Differentiable Predictive Control (DPC)

Updated 19 November 2025

Differentiable Predictive Control (DPC) is a framework that synthesizes explicit neural control policies by embedding finite-horizon optimal control problems into end-to-end differentiable graphs.
It leverages TI-DeepONet to accurately model PDE dynamics, preserving key Markovian and causal structures essential for stable, long-horizon predictions.
DPC eliminates the need for online optimization by training policies offline through direct gradient descent, achieving rapid and constraint-adherent control in complex scenarios.

Differentiable Predictive Control (DPC) is a framework for synthesizing explicit, parametric control policies by embedding the entire closed-loop, finite-horizon optimal control problem into an end-to-end differentiable computational graph. DPC leverages neural network parameterizations and modern automatic differentiation to optimize policy parameters purely via direct policy gradients with respect to the expected closed-loop cost and penalties, thereby avoiding the need for online optimization or imitation from expert controllers. In the context of high-dimensional and infinite-dimensional control, such as PDE-constrained settings, DPC incorporates operator-learning architectures—most notably, Time-Integrated Deep Operator Networks (TI-DeepONets)—to provide accurate, stable, and fully differentiable surrogates for complex, temporally-evolving physical dynamics (Sarkar et al., 12 Nov 2025).
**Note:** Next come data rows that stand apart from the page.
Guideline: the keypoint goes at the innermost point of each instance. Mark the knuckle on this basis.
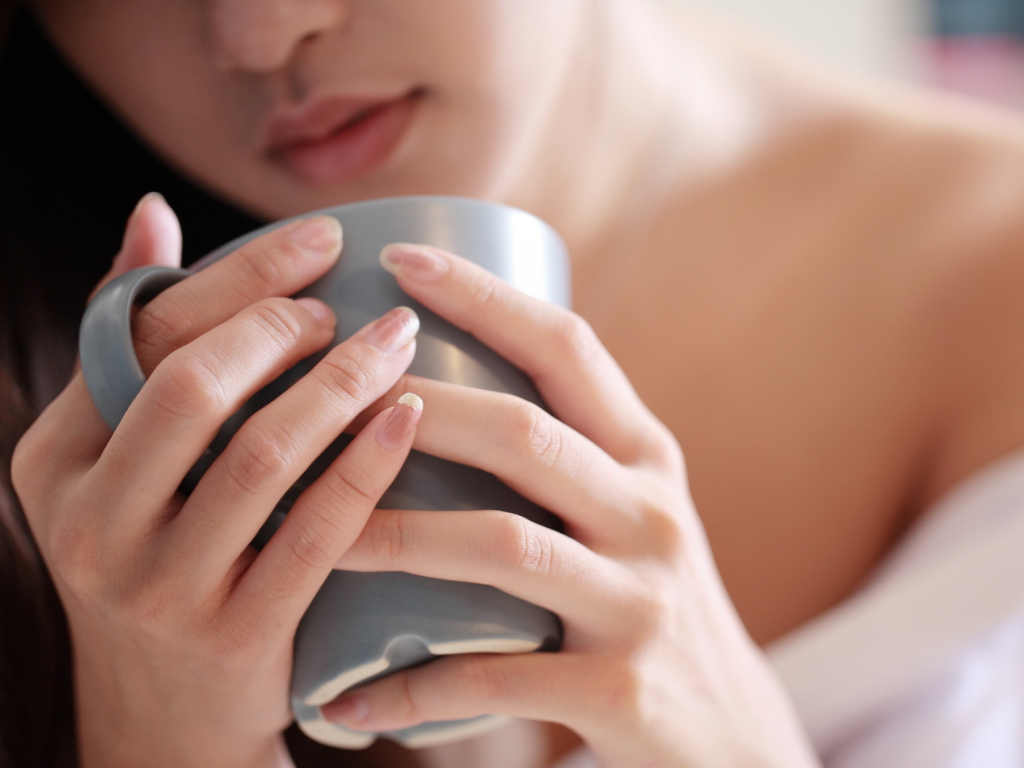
(259, 458)
(312, 542)
(276, 318)
(665, 450)
(623, 686)
(185, 385)
(406, 705)
(387, 537)
(485, 679)
(481, 289)
(357, 486)
(663, 520)
(159, 328)
(537, 433)
(577, 339)
(523, 547)
(260, 263)
(347, 377)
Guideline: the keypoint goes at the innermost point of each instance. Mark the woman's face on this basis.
(288, 105)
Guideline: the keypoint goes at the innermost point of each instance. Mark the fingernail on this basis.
(399, 425)
(394, 330)
(351, 709)
(142, 203)
(320, 235)
(321, 311)
(416, 262)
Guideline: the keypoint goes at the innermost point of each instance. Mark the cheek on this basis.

1. PDE-Constrained Optimal Control and the DPC Objective

DPC addresses the general class of PDE-constrained optimal control problems formulated over a spatio-temporal domain $\Omega \subset \mathbb{R}^d$ , $t \in [0,T]$ , where the state $u(\mathbf{x},t)$ evolves according to

$\frac{\partial u}{\partial t}(\mathbf{x},t) = \mathcal{F}\left(t,\mathbf{x},u,\nabla u,\nabla^2u, \dots, a(\mathbf{x},t)\right),$

subject to initial and boundary conditions, and where $a(\mathbf{x},t)$ is a distributed control input. The optimal control problem is to minimize

$J[u,a] = \int_0^T \int_\Omega \ell(u, a, \xi)\,d\mathbf{x}dt + \int_\Omega \ell_T(u(T,\mathbf{x}))\,d\mathbf{x}$

while enforcing dynamics, state constraints $h(u, \xi) \le 0$ , and control constraints $g(a, \xi) \le 0$ .
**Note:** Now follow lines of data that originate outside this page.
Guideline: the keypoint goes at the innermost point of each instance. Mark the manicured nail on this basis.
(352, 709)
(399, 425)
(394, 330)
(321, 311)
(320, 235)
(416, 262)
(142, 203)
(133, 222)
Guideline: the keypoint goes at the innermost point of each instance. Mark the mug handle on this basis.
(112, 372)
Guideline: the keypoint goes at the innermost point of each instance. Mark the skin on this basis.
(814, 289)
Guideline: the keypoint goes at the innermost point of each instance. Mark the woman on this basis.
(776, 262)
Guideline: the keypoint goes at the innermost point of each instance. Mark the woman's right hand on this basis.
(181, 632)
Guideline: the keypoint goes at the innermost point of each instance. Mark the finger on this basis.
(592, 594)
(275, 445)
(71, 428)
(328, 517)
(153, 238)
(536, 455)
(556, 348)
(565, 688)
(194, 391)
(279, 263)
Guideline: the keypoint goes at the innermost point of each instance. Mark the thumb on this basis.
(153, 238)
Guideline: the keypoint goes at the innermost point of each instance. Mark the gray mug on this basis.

Traditional approaches discretize the PDE and employ nonlinear (model predictive) optimization in an online fashion, incurring prohibitive computational cost, especially for high-resolution or long-horizon settings. DPC, in contrast, learns both a parametric neural policy $a = v_\phi(\cdot)$ and a differentiable surrogate $\mathcal{F}_\theta$ , optimizing policy parameters $\phi$ offline by backpropagating the composite loss through the surrogate model—thus bypassing the need for any online optimization step (Sarkar et al., 12 Nov 2025).

2. Time-Integrated DeepONet: Markovian Surrogate Modeling for Dynamics

A cornerstone of PDE-DPC is the use of Time-Integrated Deep Operator Networks (TI-DeepONets), which directly model the temporal derivatives of the PDE solution and embed them within classical time integrators, preserving the Markovian and causal structure of the original dynamics. Rather than autoregressively predicting the solution, the TI-DeepONet parameterization is trained to approximate

$\frac{\partial u}{\partial t} \approx \mathcal{G}_\theta\left(t, \mathbf{x}, u, \nabla u, \nabla^2u, \dots, a \right)$

After spatial discretization, TI-DeepONet uses a dual-branch architecture to encode the discretized state and control, combining them with a trunk encoding of the spatial points. The output is then integrated in time by standard ODE solvers (e.g., explicit Runge-Kutta), substantially reducing long-horizon error accumulation and ensuring correct temporal causality [(Sarkar et al., 12 Nov 2025), Eq. (4)-(5)].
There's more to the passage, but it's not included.